Former Thai foreign minister Surakiart Sathirathai, who last year was picked by Myanmar to chair the group, said late on Saturday progress has been made in violence-torn Rakhine State in line with the advice the panel has given to the government.
His comments follow the resignation of Kobsak Chutikul, a retired ambassador and former member of Thailand’s parliament, as secretary of the panel. Kobsak told Reuters on Friday that the group had “been kept on a short leash” and achieved little in the six months since its formation in January.
Kobsak said the panel had been barred from accepting international funding or setting up a permanent office and told to conduct meetings online. Representatives of the Myanmar army have refused to meet the board.
“The statement that the Advisory Board lacks achievements is incorrect and unfair,” Surakiart said in a statement, citing recent moves by the Myanmar government to re-engage with the United Nations after last year’s crackdown on Rohingya Muslims.

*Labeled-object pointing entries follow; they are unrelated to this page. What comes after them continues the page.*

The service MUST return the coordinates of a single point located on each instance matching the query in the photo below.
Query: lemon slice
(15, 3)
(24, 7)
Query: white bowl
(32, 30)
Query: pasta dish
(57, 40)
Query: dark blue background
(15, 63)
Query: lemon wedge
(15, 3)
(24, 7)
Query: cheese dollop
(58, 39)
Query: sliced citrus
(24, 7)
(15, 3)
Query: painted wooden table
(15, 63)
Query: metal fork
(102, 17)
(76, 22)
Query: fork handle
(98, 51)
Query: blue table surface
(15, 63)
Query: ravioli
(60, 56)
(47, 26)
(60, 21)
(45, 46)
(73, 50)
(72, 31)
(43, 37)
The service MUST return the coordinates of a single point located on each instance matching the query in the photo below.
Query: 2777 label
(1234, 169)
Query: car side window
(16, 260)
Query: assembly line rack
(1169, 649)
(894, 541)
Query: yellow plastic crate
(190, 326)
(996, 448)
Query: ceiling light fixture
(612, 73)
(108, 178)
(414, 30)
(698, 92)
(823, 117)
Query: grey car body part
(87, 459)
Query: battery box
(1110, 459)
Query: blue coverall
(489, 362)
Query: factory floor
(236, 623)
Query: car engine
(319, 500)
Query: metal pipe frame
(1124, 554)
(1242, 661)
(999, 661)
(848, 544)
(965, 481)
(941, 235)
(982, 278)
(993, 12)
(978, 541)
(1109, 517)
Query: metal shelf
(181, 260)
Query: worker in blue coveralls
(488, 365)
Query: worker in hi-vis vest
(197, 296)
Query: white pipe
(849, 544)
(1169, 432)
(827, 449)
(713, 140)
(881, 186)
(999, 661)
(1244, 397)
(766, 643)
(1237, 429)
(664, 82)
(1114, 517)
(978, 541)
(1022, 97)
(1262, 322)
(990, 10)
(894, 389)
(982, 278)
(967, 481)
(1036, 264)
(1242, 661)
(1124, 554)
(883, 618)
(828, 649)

Surakiart said the government has, for example, signed an outline deal with two U.N. agencies on Rohingya returns, engaged with the U.N. Special Envoy to Myanmar, invited U.N. Security Council representatives to the country and sent a minister to visit the Rohingya refugee camps in Bangladesh.
It is unclear to what degree the recommendations of the panel, whose official name is the Advisory Board for the Committee for Implementation of the Recommendations on Rakhine State, on these matters have influenced the government’s decision-making.
The panel was set up by the Myanmar government and supposed to advise it on how to implement the recommendations of an earlier commission, headed by former U.N. Secretary-General Kofi Annan, on solving the crisis in its western Rakhine, which has been riven by ethnic and religious tensions for years.
Kobsak’s departure has dealt another blow to the credibility of the body, after veteran U.S. politician Bill Richardson, walked out of its first set of meetings in January, dubbing it a “whitewash” and “cheerleading operation” for Myanmar leader Aung San Suu Kyi.
Myanmar government spokesman Zaw Htay could not be reached for comment on Sunday.
Myanmar has faced renewed criticism from human rights investigators over the exodus of around 700,000 Rohingya Muslims who fled a sweeping army crackdown last year in Rakhine state that the U.N. has termed “ethnic cleansing”.